In Pyro, how do infer continuous params in a training step, then a discrete latent conditional on first step?

osazuwa · June 4, 2021, 10:59am

This is an embarrassingly question. But I’m developing course lectures and want to make sure I teach student best practices instead of what’s right to me.

Imagine this were the true DGP

def true_dgp(jenny_inclination, brian_inclination, window_strength):
    # input variables are numbers between 0 and 1
    jenny_throws_ball = jenny_inclination > 0.2
    brian_throws_ball = brian_inclination > 0.8
    if jenny_throws_ball and brian_throws_ball:
        strength_of_impact = 0.8
    elif jenny_throws_ball or brian_throws_ball:
        strength_of_impact = 0.6
    else:
        strength_of_impact = 0.0
    window_breaks = window_strength < strength_of_impact
    return jenny_throws_ball, brian_throws_ball, window_breaks

Above, jenny_inclination, brian_inclination, and window_strength are uniformly distributed 0 and 1.

Here is the model of the DGP.

def model():
    # Priors that represent uncertainty about the parameters in our model
    ρ_a = pyro.sample("ρ_a", pyro.distributions.Beta(1, 1))
    ρ_b = pyro.sample("ρ_b", pyro.distributions.Beta(1, 1))
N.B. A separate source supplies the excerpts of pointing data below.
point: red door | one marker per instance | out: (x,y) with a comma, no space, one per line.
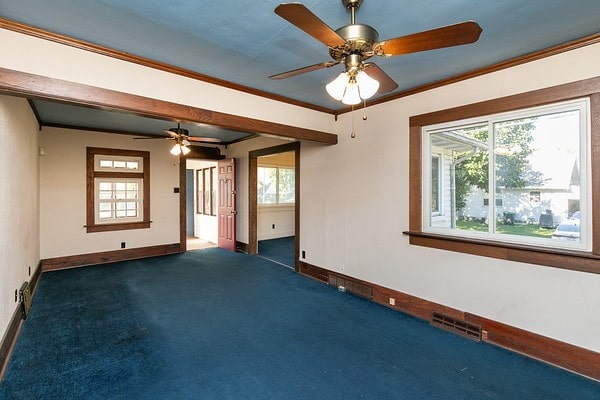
(226,213)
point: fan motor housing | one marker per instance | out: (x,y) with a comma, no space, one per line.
(359,38)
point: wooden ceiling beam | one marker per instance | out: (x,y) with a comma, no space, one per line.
(27,85)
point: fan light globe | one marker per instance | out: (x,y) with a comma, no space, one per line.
(367,85)
(176,149)
(337,87)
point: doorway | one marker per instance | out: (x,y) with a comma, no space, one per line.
(201,204)
(274,223)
    # Our symbolic explanation generator of the DGP
    jenny_throws_ball = pyro.sample(
        "jenny_throws_ball", pyro.distributions.Bernoulli(ρ_a)
    )
    brian_throws_ball = pyro.sample(
        "brian_throws_ball", pyro.distributions.Bernoulli(ρ_b)
    )

    ρ_strength_of_impact = 0.0
    if jenny_throws_ball and brian_throws_ball:
        ρ_strength_of_impact = 0.8
    elif jenny_throws_ball or brian_throws_ball:
        ρ_strength_of_impact = 0.4

    window_breaks = pyro.sample(
        "jenny_throws_ball",
        pyro.distributions.Bernoulli(ρ_strength_of_impact)
    )
    return jenny_throws_ball, brian_throws_ball, window_breaks

In my lecture notes, I use trueDGP to sample 100 observations of jenny_throws_ball, brian_throws_ball, window_breaks. Call this training_data. Then we are interested in a post training query, such as P(Jenny threw ball | window is broken). So evidence = {‘window_breaks’: torch.tensor(1)}.

What’s the best way to do this in Pyro? My instinct says condition(condition(model, training_data), evidence) (or use the “obs” argument in pyro.sample for the first condition) and then use Importance sampling?
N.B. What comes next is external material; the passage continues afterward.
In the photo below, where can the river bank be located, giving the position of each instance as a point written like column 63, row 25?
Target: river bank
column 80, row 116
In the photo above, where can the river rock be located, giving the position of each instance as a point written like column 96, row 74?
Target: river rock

Though that doesn’t seem wise if the space of the continuous parameters that get optimized in the first condition is complex. Moreover, an ideal workflow would be something that learned the continuous “weight” parameters once, then use that object as an input to an inference algorithm that answers conditional queries defined on jenny_throws_ball, brian_throws_ball, window_breaks that come up later.

I was thinking one could use NUTS or SVI to inferring the continuous parameters, then use that “posterior” object in a guide function targeting the other variables, perhaps using importance sampling?
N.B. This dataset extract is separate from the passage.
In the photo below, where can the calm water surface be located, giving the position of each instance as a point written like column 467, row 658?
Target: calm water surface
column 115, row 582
That seems pretty complicated. Perhaps I do something with the Predictive class? I feel like I’m missing something obvious, sorry.

fritzo · June 8, 2021, 4:02am

Hi @osazuwa! I assume DGP means “data generating process”? I guess each query like P(Jenny threw ball | window is broken) involves different evidence and this requires inference. From Pyro’s perspective there’s no difference between data and evidence, so just as you’ll need fresh inference when data changes, you’ll need fresh inference when evidence changes.

I guess there are a few tactics to make query-time inference cheap. One tactic is to use importance sampling, as you suggest. Another tactic is to either enumerate over evidence (essentially precompute posteriors of all possible evidence) or to amortize. Amortization is probably the most scalable approach if your evidence space is large: you could train a VAE on (data, evidence) pairs where data is fixed and evidence is sampled from a distribution over the kinds of queries you expect (e.g. a uniform distribution).